Following the methodology described in the last update, we proceed with its implementation.

 

1. Context Description

This project in collaboration with the company Toradex AG, aim to develop a data acquisition system of environmental data and positioning, during a hot air balloon flight. Offering to the user different possible applications where the data obtain can be used, for example, back –up of an existing flight instrument, weather conditions monitoring, among others that could require this kind of data.

An initial set of functional requirements was provided at the beginning, here are the most relevant:

  • Record position - 3D tracking (Latitude, altitude, longitude).
  • Record physical variables ( e.g. barometric pressure / temperature / r.H).
  • Record Live pictures.
  • Analyze all the data (position, physical variables and live pictures) recorded and transmitted to a data server via GPRS/GSM.
  • Display the live and recorded data on Maps/Pictures and diagrams.
  • Provide offline storage of the data recorded.

As well a list of hardware constraints:

  • Main computer unit is the ColibriT20 module on an Iris Carrier board.
  • GNSS module on an UART interface, and NMEA protocol.

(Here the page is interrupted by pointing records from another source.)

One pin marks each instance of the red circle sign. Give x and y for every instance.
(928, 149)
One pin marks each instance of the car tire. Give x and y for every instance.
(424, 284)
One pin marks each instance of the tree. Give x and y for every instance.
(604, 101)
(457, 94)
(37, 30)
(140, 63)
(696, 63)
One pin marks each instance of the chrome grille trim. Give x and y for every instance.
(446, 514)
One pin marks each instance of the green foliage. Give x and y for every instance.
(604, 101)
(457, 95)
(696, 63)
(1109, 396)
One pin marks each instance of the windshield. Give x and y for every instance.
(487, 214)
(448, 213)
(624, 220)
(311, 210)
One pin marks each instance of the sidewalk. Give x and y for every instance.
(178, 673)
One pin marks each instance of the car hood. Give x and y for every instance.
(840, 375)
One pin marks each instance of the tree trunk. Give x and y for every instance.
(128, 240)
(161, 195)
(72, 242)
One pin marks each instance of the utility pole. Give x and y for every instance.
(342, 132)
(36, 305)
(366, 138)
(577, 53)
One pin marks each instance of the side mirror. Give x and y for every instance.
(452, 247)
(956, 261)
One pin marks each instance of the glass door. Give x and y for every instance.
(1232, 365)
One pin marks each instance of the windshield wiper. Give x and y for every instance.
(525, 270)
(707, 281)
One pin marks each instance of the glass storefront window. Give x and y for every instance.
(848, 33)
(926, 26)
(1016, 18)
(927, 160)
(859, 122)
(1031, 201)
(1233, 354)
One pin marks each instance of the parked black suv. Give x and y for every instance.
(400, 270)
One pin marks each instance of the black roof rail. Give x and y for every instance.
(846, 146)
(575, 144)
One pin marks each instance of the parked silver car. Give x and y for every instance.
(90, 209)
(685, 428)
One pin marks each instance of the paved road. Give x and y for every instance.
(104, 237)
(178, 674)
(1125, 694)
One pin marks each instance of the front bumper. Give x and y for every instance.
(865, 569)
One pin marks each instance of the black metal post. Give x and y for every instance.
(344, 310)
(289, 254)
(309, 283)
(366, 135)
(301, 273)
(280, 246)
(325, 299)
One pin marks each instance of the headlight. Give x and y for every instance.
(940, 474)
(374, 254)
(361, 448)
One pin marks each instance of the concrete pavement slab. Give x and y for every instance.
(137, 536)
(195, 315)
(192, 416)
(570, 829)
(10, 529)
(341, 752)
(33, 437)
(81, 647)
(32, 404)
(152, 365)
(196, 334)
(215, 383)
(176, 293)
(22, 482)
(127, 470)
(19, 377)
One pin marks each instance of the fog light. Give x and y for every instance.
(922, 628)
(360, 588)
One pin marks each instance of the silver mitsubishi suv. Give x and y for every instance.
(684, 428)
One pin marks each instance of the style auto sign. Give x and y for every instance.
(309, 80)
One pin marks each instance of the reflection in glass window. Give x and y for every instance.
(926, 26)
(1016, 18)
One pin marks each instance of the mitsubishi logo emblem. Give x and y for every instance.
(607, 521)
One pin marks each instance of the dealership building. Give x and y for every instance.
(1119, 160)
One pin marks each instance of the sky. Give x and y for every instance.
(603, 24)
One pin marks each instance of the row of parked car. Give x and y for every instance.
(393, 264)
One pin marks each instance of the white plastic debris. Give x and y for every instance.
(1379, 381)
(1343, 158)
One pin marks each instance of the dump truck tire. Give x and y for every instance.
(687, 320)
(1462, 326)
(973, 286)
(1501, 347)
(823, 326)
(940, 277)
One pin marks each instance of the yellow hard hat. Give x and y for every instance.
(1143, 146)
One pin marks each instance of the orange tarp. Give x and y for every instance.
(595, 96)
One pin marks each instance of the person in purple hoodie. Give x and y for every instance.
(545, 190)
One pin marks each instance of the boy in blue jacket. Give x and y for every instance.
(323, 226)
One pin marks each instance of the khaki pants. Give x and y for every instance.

The diagram below is a shows a representation of the system context.

Context Diagram

 

1.1  System stakeholders

Following guidelines in [1]. The next table list the systems stakeholders with a short description of their interest.

Stakeholder

Comments/Interest

ALaRI – USI Lugano

Reliable system and design methodology implementation

Toradex AG

Module Colibri T20 must be the system control unit.

Toradex AG provide the main set of systems requirements.

Ground-based user

Wants a friendly user interface, complete analysis of the data, reliable communication.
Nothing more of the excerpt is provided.